In the US, approval for new drugs does not require “registered” studies, which include the publication of methods, hypotheses, and positive and negative results. A significant “file drawer” problem persists, in which only studies showing benefits over placebo appear in journals. Often, full disclosure of clinical trial data only results from lawsuits, which compel the release of all data collected about the efficacy and risks of a drug.
A case in point is Study 329, which claimed that an SSRI, paroxetine, was both safe and effective for adolescents with major depressive disorder (Keller et al., 2001). This study was selected by a group of European investigators as part of the Restoring Invisible and Abandoned Trials (RIAT) initiative.
The funder of the Keller et al. study, pharmaceutical giant SmithKline Beecham (SKB; now GlaxoSmithKline or GSK) continued to support the results of Keller et al., but turned over their data to the RIAT group (Le Noury et al., 2015). The RIAT analysis produced very different conclusions than the original Keller et al. study.
Paroxetine showed no benefits over a placebo whatsoever, and there was evidence that more harm occurred in the clinical trials than were reported, particularly those involving suicidal ideation and attempts.
The Keller et al. study has not been retracted, but GSK was fined $3 billion in 2012 for withholding data. Sales of paroxetine have reached nearly $12 billion.
Irving Kirsch (2014) is a vocal critic of antidepressants. He argues that a true double-blind study of antidepressants is not possible due to the side effects caused by these drugs. In a double-blind study, the participants do not know if they’re receiving a placebo or an active drug. However, if you feel side effects, this can unblind you to your condition. Then it is likely that you will conform to the expectations of the study (i.e., feeling less depressed).
In addition, despite their various methods of action (reuptake inhibitors, monoamine oxidase inhibitors, and so on), antidepressants all seem to produce the same types and magnitudes of effects. This leads Kirsch to believe that antidepressants are truly active placebos, but far from benign ones. Antidepressants notoriously lead to sexual dysfunction and sleep disruption—side effects often not discussed with patients before prescription.
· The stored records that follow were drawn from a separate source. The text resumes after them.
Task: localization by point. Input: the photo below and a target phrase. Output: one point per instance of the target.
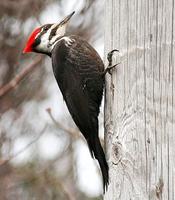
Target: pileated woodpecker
(79, 72)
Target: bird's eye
(46, 28)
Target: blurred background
(42, 154)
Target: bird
(80, 75)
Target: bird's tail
(97, 152)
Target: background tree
(140, 103)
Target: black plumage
(79, 72)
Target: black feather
(78, 70)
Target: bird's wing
(78, 72)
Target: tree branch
(16, 80)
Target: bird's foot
(110, 66)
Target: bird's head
(43, 39)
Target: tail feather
(97, 152)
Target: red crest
(28, 47)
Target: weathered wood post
(140, 99)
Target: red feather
(28, 47)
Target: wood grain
(140, 99)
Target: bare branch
(16, 80)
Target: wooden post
(140, 99)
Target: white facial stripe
(47, 45)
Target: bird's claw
(110, 54)
(109, 57)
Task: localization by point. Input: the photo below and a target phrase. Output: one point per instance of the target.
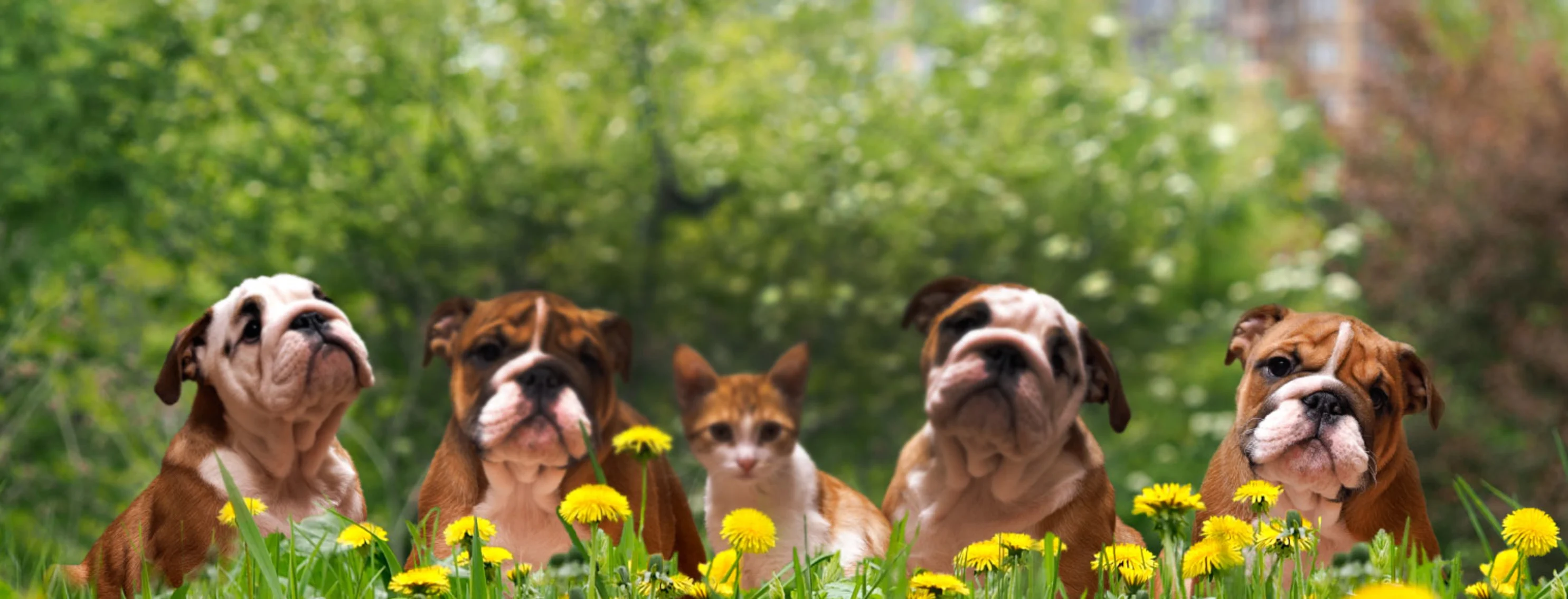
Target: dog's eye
(487, 352)
(1379, 399)
(253, 331)
(590, 361)
(1279, 366)
(770, 432)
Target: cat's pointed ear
(695, 378)
(789, 375)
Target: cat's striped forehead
(738, 397)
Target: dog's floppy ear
(1104, 383)
(933, 298)
(181, 366)
(617, 334)
(444, 325)
(695, 378)
(1250, 326)
(789, 377)
(1420, 388)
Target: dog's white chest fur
(789, 499)
(949, 520)
(295, 498)
(521, 504)
(1332, 534)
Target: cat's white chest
(789, 499)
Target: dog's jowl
(277, 364)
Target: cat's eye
(1379, 399)
(253, 331)
(770, 432)
(1279, 366)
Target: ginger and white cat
(744, 430)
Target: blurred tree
(731, 174)
(1460, 154)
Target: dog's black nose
(1326, 404)
(308, 321)
(542, 383)
(1004, 360)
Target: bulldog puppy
(275, 366)
(1004, 449)
(529, 369)
(1321, 413)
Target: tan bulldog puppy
(529, 369)
(275, 366)
(1004, 449)
(1321, 413)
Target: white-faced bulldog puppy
(531, 371)
(1004, 449)
(1321, 413)
(277, 364)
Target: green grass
(311, 564)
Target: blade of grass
(1506, 499)
(256, 549)
(593, 458)
(1465, 499)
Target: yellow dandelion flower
(1057, 548)
(1230, 530)
(457, 532)
(1260, 494)
(657, 585)
(421, 581)
(932, 585)
(1504, 568)
(1136, 576)
(1211, 556)
(519, 573)
(493, 556)
(1529, 530)
(645, 443)
(1167, 498)
(360, 535)
(684, 585)
(592, 504)
(253, 506)
(984, 556)
(723, 570)
(1132, 562)
(1393, 590)
(1018, 543)
(749, 530)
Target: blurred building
(1321, 46)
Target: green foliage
(736, 176)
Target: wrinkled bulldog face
(275, 345)
(1324, 397)
(1007, 366)
(529, 374)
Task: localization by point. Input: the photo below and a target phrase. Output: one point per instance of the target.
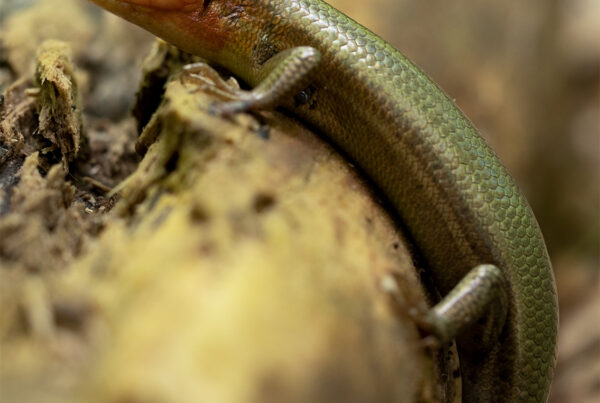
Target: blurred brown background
(527, 74)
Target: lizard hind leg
(474, 311)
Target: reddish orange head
(221, 31)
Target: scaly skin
(457, 200)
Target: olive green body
(457, 200)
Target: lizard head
(217, 30)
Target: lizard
(478, 235)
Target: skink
(476, 231)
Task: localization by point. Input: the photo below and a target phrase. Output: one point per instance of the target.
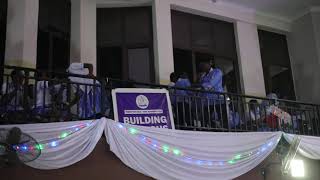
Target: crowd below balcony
(201, 106)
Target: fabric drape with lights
(309, 145)
(172, 154)
(62, 144)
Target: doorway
(125, 44)
(53, 49)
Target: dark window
(53, 50)
(125, 43)
(276, 64)
(197, 39)
(3, 29)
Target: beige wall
(305, 60)
(22, 32)
(249, 58)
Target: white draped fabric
(63, 143)
(173, 154)
(160, 153)
(309, 145)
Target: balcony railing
(52, 96)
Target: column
(163, 48)
(22, 32)
(83, 32)
(250, 64)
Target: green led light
(176, 152)
(165, 148)
(63, 135)
(39, 146)
(237, 156)
(231, 162)
(133, 131)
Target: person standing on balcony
(13, 92)
(14, 103)
(89, 93)
(211, 80)
(43, 98)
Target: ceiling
(283, 8)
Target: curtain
(174, 154)
(65, 143)
(309, 145)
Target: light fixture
(297, 168)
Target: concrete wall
(316, 28)
(83, 32)
(249, 58)
(22, 32)
(305, 58)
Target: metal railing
(29, 96)
(42, 96)
(197, 109)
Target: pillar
(163, 48)
(83, 32)
(250, 64)
(22, 33)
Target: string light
(54, 143)
(133, 131)
(64, 135)
(165, 148)
(177, 152)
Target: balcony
(42, 97)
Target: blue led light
(53, 144)
(154, 145)
(209, 163)
(263, 149)
(24, 148)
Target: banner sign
(144, 107)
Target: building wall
(22, 29)
(305, 58)
(22, 38)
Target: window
(276, 64)
(125, 43)
(198, 39)
(53, 50)
(3, 29)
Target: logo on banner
(144, 107)
(142, 102)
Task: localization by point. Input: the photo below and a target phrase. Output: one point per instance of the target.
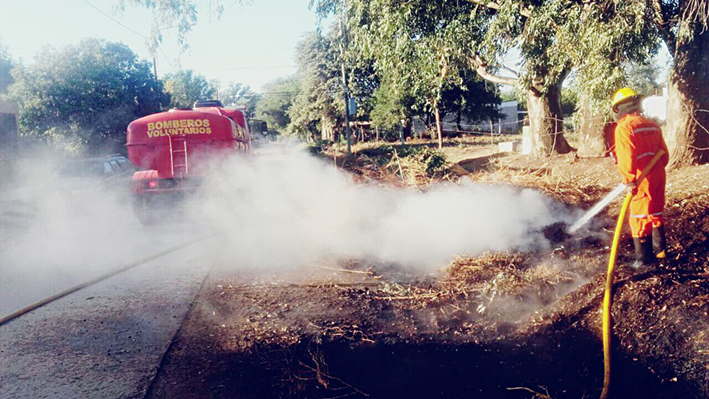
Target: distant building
(509, 119)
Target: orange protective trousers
(637, 140)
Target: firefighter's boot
(643, 252)
(659, 242)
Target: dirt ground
(502, 325)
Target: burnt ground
(502, 325)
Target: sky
(253, 43)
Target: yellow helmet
(624, 94)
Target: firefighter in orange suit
(637, 140)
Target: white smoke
(295, 209)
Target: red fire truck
(173, 150)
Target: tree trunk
(547, 122)
(439, 128)
(687, 128)
(591, 128)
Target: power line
(254, 67)
(114, 20)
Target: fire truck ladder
(178, 156)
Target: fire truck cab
(173, 151)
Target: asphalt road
(107, 340)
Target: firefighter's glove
(631, 188)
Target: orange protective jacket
(637, 140)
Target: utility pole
(346, 91)
(155, 68)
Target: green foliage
(276, 101)
(237, 94)
(320, 88)
(85, 95)
(430, 160)
(643, 77)
(6, 65)
(185, 87)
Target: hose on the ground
(100, 278)
(608, 297)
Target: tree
(185, 87)
(6, 65)
(416, 50)
(684, 27)
(237, 94)
(276, 101)
(85, 95)
(316, 111)
(643, 77)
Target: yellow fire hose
(608, 297)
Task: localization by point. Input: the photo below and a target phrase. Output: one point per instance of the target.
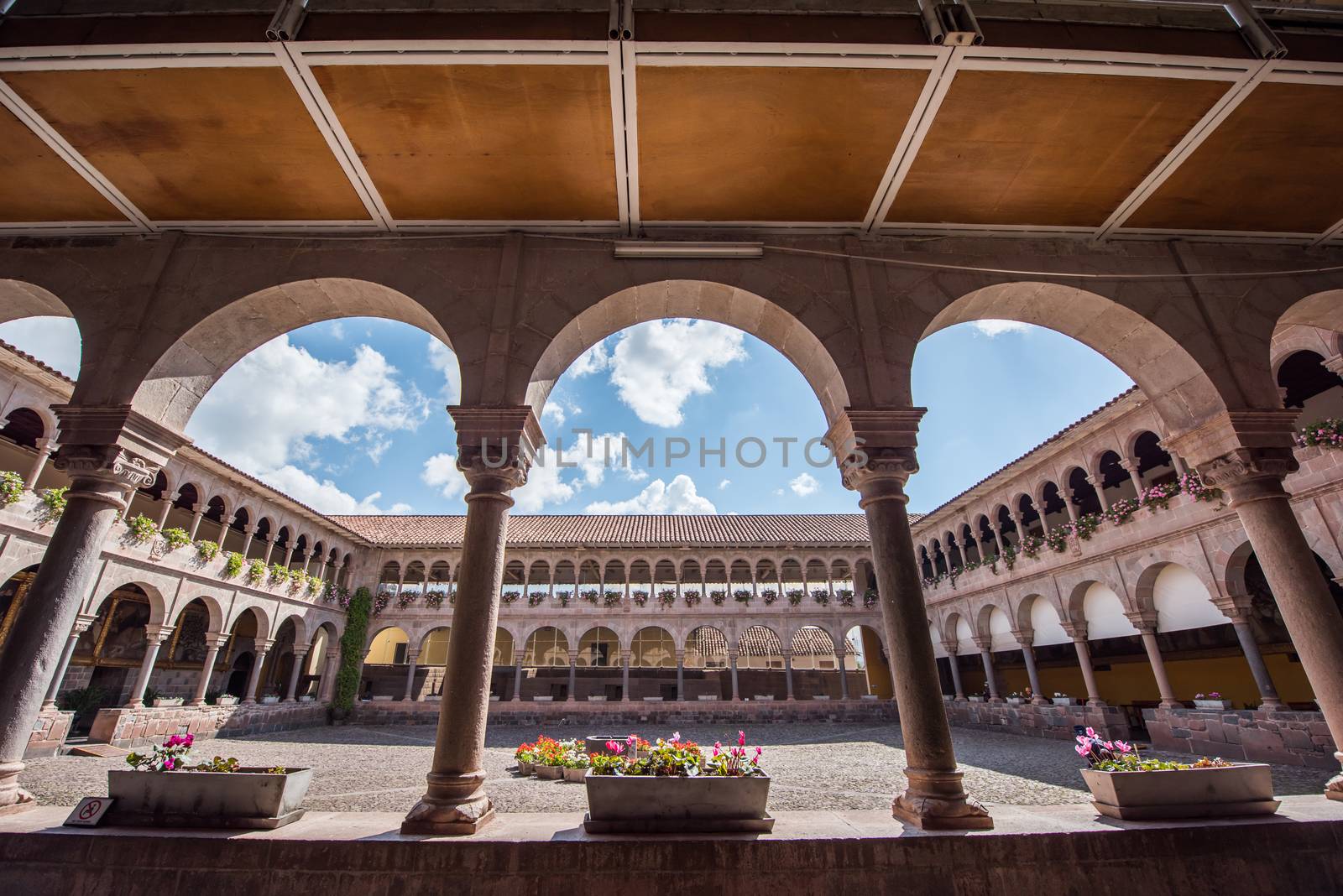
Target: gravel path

Moncrieff et al. (2022) have been roundly criticized for extending their results to a call for revisiting antidepressant efficacy, which their study did not directly address. Nonetheless, the pharmaceutical companies owe the public a better explanation.
Fortunately, effective alternatives exist for the treatment of depression. Psychotherapy and even aerobic exercise are at least as effective as antidepressants, placebo or not, and carry no side effects.
Conclusion – The Future of Treating Depression
Nobel laureate Konrad Lorenz famously said, “It is a good morning exercise for a research scientist to discard a pet hypothesis every day before breakfast. It keeps him young.” We should embrace data that allow us to reject an inaccurate hypothesis, as this paves the way to better solutions.
Unfortunately, for various human reasons, people often have difficulty letting go of an idea. Change can be tough with professional identities and billions of dollars at stake.
Nonetheless, it looks like it is time to reject the monoamine hypothesis of depression and the chemical imbalance rationale for medication once and for all. Alternate hypotheses focusing on stress, the gut-brain axis, inflammation, and cortisol activity might bring us closer to the truth and set the stage for more effective treatments for depression.